それを本人は正義感なんて御大層なものではなく、醜く太った豚が今もおぞましい欲望で肥え続けていると思うと耐えきれない不快感であると意識している。
だが、それは他の者から見れば、腐りきった悪を見逃せない正義の心であった。
「これ以上イラつかせるな。下らない遊びをとっとと始めろ」
「……ははっ! 予定とは違うが、いいだろう。せっかくここに来たんだ。じゃあ、始めるとしよう」
そう言うなり、剥げた頭は醜く歪曲を始め、人ではない首が此の世のものとは思えない、おぞましい音を鳴らしながら次々と生えてくる。
でっぷり太った腹が、ボコボコと泡立ち体積が目に見えて増えていけば、腕も足も種族も見境なく次々とデタラメで不均等な有様へと変貌していく。常人の精神では耐えきれそうもない変化。
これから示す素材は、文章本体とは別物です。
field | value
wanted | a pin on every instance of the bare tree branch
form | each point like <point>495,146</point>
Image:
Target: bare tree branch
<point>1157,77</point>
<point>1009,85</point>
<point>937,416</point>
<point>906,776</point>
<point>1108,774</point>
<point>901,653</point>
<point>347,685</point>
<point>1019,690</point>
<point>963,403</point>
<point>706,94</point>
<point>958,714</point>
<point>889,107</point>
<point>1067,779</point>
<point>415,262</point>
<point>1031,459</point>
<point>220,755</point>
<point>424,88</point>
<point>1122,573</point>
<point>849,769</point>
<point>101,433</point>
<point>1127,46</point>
それは、仮初めの人の状態から真の姿である悪魔態へと戻っているのだ。
生物を見境なく貪欲に取り込み過ぎた、生命を冒涜する醜悪の体現。
【探究の悪魔:キメラギオン】
「「「「さぁ、全力でかかっててきたまえ!!」」」」
複数の口からは、人の言葉と何者でもない何重もの不協和音を一斉に喚き散らした。
ソレは、青年が知っているよりも大きく醜くなっている。明らかに、この世界の生物や魔物を無造作に取り込んでいた。
気色悪いアンバランスな芋虫は、この世界で更に吐き気を催す存在へと成り果てている。
館で手に入れた、【ある物】を使っても勝てないかもしれない。
だが、この戦いは勝てる勝てないの問題じゃあない。
許せないから戦うのだ。
「…………研究狂いの下衆め。研究したければ地獄で好きなだけしていろっ!!」
舌打ちをして忌々しく言葉を吐き捨てた青年の身体は闇のように黒く染まり崩れ、歪んでいく。
そうして、変化が終わった頃には全く違う形になっていた。